2: Python爬虫原理与实践

第一章:爬虫基础与核心原理再探

在我们开始写代码之前,必须先稳固地掌握爬虫的内在逻辑。

什么是爬虫?

网络爬虫,本质上是一个自动化的程序。它的核心任务是模拟人类访问网页的行为,但速度和规模远超人类。

  • 人类访问网页:打开浏览器 -> 输入网址 (URL) -> 回车 -> 浏览器发送请求 -> 服务器返回HTML代码 -> 浏览器将代码渲染成我们看到的图文并茂的页面。
  • 爬虫访问网页:执行程序 -> 指定URL -> 程序发送请求 -> 服务器返回HTML代码 -> 程序不渲染,而是直接解析这份纯文本的HTML代码,寻找并提取数据。

关键区别在于“渲染”“解析”。浏览器负责美观地展示,而爬虫负责高效地提取。

HTTP:爬虫与网站沟通的语言

你的爬虫程序通过HTTP协议与网站服务器对话。最常见的两种对话方式是 GETPOST

  • GET 请求:就像在浏览器地址栏输入网址后回车。这是最常见的请求,用于获取(GET)网页数据。我们的绝大多数抓取任务都从GET请求开始。
  • POST 请求:通常用于向服务器提交(POST)数据,例如填写登录表单、提交搜索关键词等。有些需要登录或搜索后才能看到内容的页面,就需要模拟POST请求。

网页的骨架:HTML简介

爬虫获取到的就是一堆HTML(超文本标记语言)代码。

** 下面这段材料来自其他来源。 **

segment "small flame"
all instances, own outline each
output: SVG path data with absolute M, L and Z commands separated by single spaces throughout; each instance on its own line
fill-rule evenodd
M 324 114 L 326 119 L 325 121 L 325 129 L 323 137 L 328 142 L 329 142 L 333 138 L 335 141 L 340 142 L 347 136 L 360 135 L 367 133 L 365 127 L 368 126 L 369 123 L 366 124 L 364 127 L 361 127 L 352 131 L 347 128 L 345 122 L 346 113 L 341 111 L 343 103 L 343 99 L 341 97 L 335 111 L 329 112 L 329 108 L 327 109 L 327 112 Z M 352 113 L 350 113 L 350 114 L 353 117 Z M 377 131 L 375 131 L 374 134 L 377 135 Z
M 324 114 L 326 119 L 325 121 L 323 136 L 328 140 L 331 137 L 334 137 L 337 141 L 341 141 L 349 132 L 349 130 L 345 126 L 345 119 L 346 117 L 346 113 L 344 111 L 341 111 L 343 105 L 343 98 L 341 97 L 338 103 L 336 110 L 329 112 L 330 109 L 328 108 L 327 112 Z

你需要能看懂它的基本结构,才能知道去哪里找数据。

<!DOCTYPE html>
<html>
<head>
    <title>网页标题</title>
</head>
<body>
    <div class="content">
        <h1>这是一个主标题</h1>
        <p id="intro">这是一个段落。</p>
        <a href="/about.html">关于我们</a>
    </div>
</body>
</html>
  • 标签 (Tag):由尖括号包围,如<html>, <h1>, <p>, <a>。它们定义了内容的类型和结构。
  • 属性 (Attribute):在标签内部,提供额外信息,如class="content"id="intro"href="/about.html"属性是我们定位数据的关键线索

正则表达式:强大的文本匹配工具

正则表达式(Regular Expression,简称Regex)是一种用于文本匹配的模式语言,它在爬虫中扮演着重要角色,特别是当HTML结构不规则或需要提取特定格式的内容时。

基本语法

符号 含义 例子
. 匹配任意单个字符 a.c 匹配 “abc”, “adc”, “a2c” 等
* 匹配前面的表达式0次或多次 a*b 匹配 “b”, “ab”, “aab” 等
+ 匹配前面的表达式1次或多次 a+b 匹配 “ab”, “aab” 等,但不匹配 “b”
? 匹配前面的表达式0次或1次 a?b 匹配 “b” 或 “ab”
[] 匹配方括号内任意一个字符 [abc] 匹配 “a”, “b” 或 “c”
[^] 匹配除方括号内字符外的任何字符 [^abc] 匹配除 “a”, “b”, “c” 外的任何字符
() 创建捕获组 (abc) 将 “abc” 作为一个组捕获
匹配任意数字 \d{4} 匹配四位数字,如 “2025”
匹配字母、数字或下划线 \w+ 匹配单词
匹配空白字符(空格、制表符等) a\sb 匹配 “a b”

Python中使用正则表达式

Python通过re模块提供正则表达式支持:

import re

# 示例:提取邮箱地址
text = "联系我:lyubh22@gmail.com,或者通过微信:13120040612"

# 匹配邮箱
email_pattern = r'[a-zA-Z0-9._%+-]+@[a-zA-Z0-9.-]+\.[a-zA-Z]{2,}'
emails = re.findall(email_pattern, text)
print("邮箱:", emails)  # 输出: ['lyubh22@gmail.com']

# 匹配电话号码
phone_pattern = r'\d{11}'
phones = re.findall(phone_pattern, text)
print("电话:", phones)  # 输出: ['13120040612']
邮箱: ['lyubh22@gmail.com']
电话: ['13120040612']

爬虫中的应用实例

当BeautifulSoup无法精确定位元素时,正则表达式可以派上用场:

import requests
import re
from bs4 import BeautifulSoup

# 假设我们要从网页中提取所有发表年份
url = 'https://lyubh.cn'
response = requests.get(url)
soup = BeautifulSoup(response.text, 'html.parser')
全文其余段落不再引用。